Como Carlos Drummond de Andrade permaneceu em silêncio, foi a vez de Vinicius fazer a sua pergunta, passando de entrevistado a entrevistador:
- E a caminhada até aqui, no Céu, foi tranqüila, Carlinhos?
- Não, Vinicius, pois no meio do caminho tinha uma pedra/Tinha uma pedra no meio do caminho/Tinha uma pedra no meio do caminho tinha uma pedra.
- Espera aí, Carlinhos Drummond... Você, sim, foi um poeta de mão cheia. Agora eu sou o repórter e você é o entrevistado.
- Sei - fez Drummond. - Não estou entendendo nada, mas vamos lá.
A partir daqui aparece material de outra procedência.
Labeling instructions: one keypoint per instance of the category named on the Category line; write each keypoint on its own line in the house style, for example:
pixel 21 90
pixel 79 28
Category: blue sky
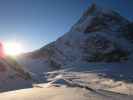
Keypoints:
pixel 34 23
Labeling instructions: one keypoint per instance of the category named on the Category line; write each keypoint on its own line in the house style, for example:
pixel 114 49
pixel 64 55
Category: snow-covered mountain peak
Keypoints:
pixel 99 19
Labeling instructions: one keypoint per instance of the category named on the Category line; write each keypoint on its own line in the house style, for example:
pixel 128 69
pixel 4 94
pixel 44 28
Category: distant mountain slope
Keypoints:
pixel 100 35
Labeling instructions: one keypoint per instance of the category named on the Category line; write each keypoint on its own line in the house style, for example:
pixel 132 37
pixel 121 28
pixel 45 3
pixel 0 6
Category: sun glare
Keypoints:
pixel 13 48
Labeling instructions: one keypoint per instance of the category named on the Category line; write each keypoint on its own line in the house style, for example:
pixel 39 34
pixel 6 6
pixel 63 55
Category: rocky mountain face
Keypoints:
pixel 100 35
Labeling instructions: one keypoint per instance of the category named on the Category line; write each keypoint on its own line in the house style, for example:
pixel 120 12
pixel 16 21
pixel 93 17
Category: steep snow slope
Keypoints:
pixel 100 35
pixel 12 75
pixel 94 58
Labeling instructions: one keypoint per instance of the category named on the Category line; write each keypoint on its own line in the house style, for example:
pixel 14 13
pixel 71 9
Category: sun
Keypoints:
pixel 13 48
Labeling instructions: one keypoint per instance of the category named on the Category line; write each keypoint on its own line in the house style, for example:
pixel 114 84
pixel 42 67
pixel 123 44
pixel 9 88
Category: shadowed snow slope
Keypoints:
pixel 93 61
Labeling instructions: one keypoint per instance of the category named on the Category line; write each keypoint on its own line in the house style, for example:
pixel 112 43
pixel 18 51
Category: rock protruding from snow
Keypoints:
pixel 100 35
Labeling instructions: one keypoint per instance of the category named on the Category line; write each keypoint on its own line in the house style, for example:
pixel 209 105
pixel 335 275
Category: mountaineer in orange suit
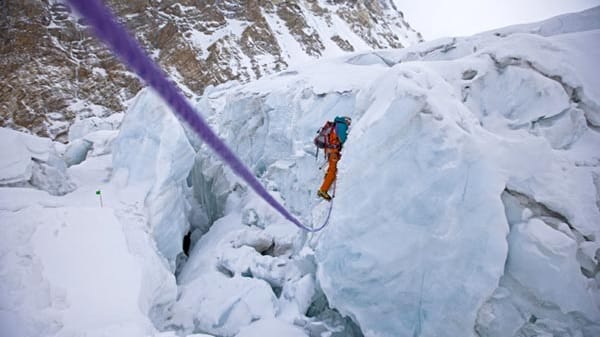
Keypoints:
pixel 335 139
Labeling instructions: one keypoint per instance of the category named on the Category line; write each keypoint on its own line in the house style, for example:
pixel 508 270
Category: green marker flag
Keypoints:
pixel 98 193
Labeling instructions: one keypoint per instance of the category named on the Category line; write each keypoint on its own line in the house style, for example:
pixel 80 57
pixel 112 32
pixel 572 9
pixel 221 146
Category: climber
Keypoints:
pixel 331 137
Diga, poetinha.
- Você era muito amigo de Irene e escreveu alguma coisa sobre ela, parece-me que chegando ao Céu ou coisa assim...
- É verdade. Eu quis homenagear uma mulher, uma amiga, uma mulher extraordinária. Fiz um versinho assim: “Irene preta, Irene boa/Irene sempre de bom humor./Imagino Irene entrando no céu:
- Licença, meu branco!/E São Pedro bonachão: - Entra, Irene.Você não precisa pedir licença.
- Muito obrigado pela entrevista.
- De nada. Eu é que agradeço.
- Não, quem agradeço sou eu.
E ficaram lá, trocando gentilezas. Em verso e prosa. Literalmente.